Review: The Rage of Replacement


The Rage of Replacement:
Far Right Politics and Demographic Fear

by Michael Feola (University Of Minnesota Press)


The Rage of Replacement is about the idea of the Great Replacement, and its place in the far right thought. “The Great Replacement” is the idea that white, as a race, is ending due to systemic or organized efforts. The specifics vary, as do the responses, but the idea is one that the author views as core to explicating the actions of the far right.

While the topic is disturbing, the book is a good treatment. The back half the book is the stronger section, as the author shows the specific sorts of expressions of the theory and what different segments of the far right, and not as far right, interact with it, specifically as respect to political action, succession movements, and anti-feminism.

The front half is weaker.

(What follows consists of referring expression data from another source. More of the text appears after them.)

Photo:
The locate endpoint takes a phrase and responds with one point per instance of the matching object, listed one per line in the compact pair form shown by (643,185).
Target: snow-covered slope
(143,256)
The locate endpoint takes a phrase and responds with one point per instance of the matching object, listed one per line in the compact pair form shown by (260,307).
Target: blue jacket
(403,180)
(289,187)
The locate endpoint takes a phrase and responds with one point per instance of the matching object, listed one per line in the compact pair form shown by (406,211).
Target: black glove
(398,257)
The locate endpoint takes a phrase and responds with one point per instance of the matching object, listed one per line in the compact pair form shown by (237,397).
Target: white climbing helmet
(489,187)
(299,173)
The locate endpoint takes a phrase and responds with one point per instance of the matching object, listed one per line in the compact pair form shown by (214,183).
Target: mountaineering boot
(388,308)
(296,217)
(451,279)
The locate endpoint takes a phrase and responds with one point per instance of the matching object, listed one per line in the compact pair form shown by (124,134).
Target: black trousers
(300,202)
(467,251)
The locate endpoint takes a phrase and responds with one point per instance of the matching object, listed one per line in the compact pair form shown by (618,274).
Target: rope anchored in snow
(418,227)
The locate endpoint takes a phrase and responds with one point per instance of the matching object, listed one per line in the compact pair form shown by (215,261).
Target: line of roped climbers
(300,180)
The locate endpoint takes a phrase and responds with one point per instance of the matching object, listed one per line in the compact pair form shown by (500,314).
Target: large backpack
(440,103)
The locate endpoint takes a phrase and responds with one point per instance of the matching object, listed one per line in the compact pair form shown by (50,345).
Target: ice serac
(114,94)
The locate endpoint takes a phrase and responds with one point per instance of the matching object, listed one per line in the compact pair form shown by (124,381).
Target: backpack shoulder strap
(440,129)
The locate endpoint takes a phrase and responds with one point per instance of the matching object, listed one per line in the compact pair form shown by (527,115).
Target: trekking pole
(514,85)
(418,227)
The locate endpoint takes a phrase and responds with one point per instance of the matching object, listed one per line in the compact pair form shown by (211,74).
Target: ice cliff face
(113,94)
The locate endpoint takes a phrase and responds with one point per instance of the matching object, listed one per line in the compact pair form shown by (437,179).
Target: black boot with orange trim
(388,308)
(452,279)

The idea of a sort of hurtful nostalgia of melancholy does help to better understand the thinking at work and understanding the flavor of hate, which matters for laying the groundwork for the applications of the theory later in the book, but overall this and the other initial chapters wind up more survey, and while that is useful to have there is not much in the way of new ground here.

One thing is that the author does engage directly with the various terrorist manifestos from those who have acted out and commit violence on behalf of this bad idea. This is justifiable, and the book includes copious quotes from other far right writers, so it is in context, but it is often particularly stark to encounter, even as a reader who thinks himself pretty jaded on such things.

The ending of the book acknowledges the difficulty in trying to fix this. I was put off a bit by this at first – why make a conclusion to say that there is no conclusion – but the more I think on it, the more I like it. It is hard to say what it is, but some new sort of civic ideal that feels grief rather than grievance seems a sound point, or well, other than…gestures vaguely at shelf of Neil Postman books. But fundamentally it seems like a further topic of research, building on what is here, as does the core matter of the psychology of melancholy at work here and further expressions of it in particular. And ultimately I look favorably on any book that sets up clear avenues of investigation for other books.

My thanks to the author, Michael Feola, for writing the book, and to the publisher, University of Minnesota Press, for making the ARC availble to me.